Les membres de l’Union européenne, qui ne formaient qu’un seul bloc avec les États-Unis durant la Guerre froide, découvrent avec stupéfaction qu’ils n’ont pas du tout la même culture que leur allié d’outre-Atlantique. Durant cette parenthèse, ils avaient oublié aussi bien leur propre culture européenne que l’« exceptionnalisme » états-unien et croyaient à tort qu’ils étaient tous d’accord entre eux.
Qu’ils le veuillent ou non, ils se trouvent aujourd’hui coresponsables des guerres de Washington, y compris par exemple de la famine au Yémen, consécutive aux opérations militaires de la Coalition saoudienne et aux sanctions US. Ils doivent choisir maintenant entre endosser ces crimes et y participer, ou se retirer des Traités européens.
La globalisation est terminée
Le commerce international commence à se réduire. Il ne s’agit pas d’une crise passagère, mais d’un phénomène de fond. Le processus de globalisation qui a caractérisé le monde de la dissolution de l’URSS aux élections US de mi-mandat de 2018 est terminé. Il est désormais impossible d’exporter librement partout dans le monde.
Seule la Chine dispose encore de cette capacité, mais le département d’État US est en train d’élaborer des moyens pour lui fermer le marché latino-américain.
Dans ces conditions, les débats sur les avantages respectifs du libre-échange et du protectionnisme n’ont plus de raison d’être, puisque nous ne sommes plus en paix et qu’il n’y a plus de choix.
Identiquement, la construction de l’Union européenne, qui a été imaginée à une époque où le monde était divisé entre deux blocs irréconciliables, est devenue totalement inadaptée. S’ils ne veulent pas être embarqués par les États-Unis dans des conflits qui ne sont pas les leurs, ses membres doivent s’affranchir des Traités européens et du commandement intégré de l’Otan.

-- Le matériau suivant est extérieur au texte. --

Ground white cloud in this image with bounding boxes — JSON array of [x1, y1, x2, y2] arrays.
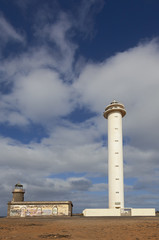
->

Ainsi, il est totalement hors sujet d’aborder les élections européennes en opposant progressistes et nationalistes [12], ce n’est plus du tout le sujet. Les progressistes affirment leur volonté de bâtir un monde régi par le Droit international que leur parrain, les États-Unis, veut éradiquer, tandis que certains nationalistes, comme la Pologne d’Andrzej Duda, se préparent à servir les États-Unis contre leurs partenaires de l’Union européenne.
Seuls certains Britanniques ont pressenti le basculement actuel. Ils ont tenté de sortir de l’Union, sans parvenir à convaincre leurs parlementaires. « Gouverner, c’est prévoir » dit-on, mais la plupart des membres de l’Union européenne n’ont rien vu venir.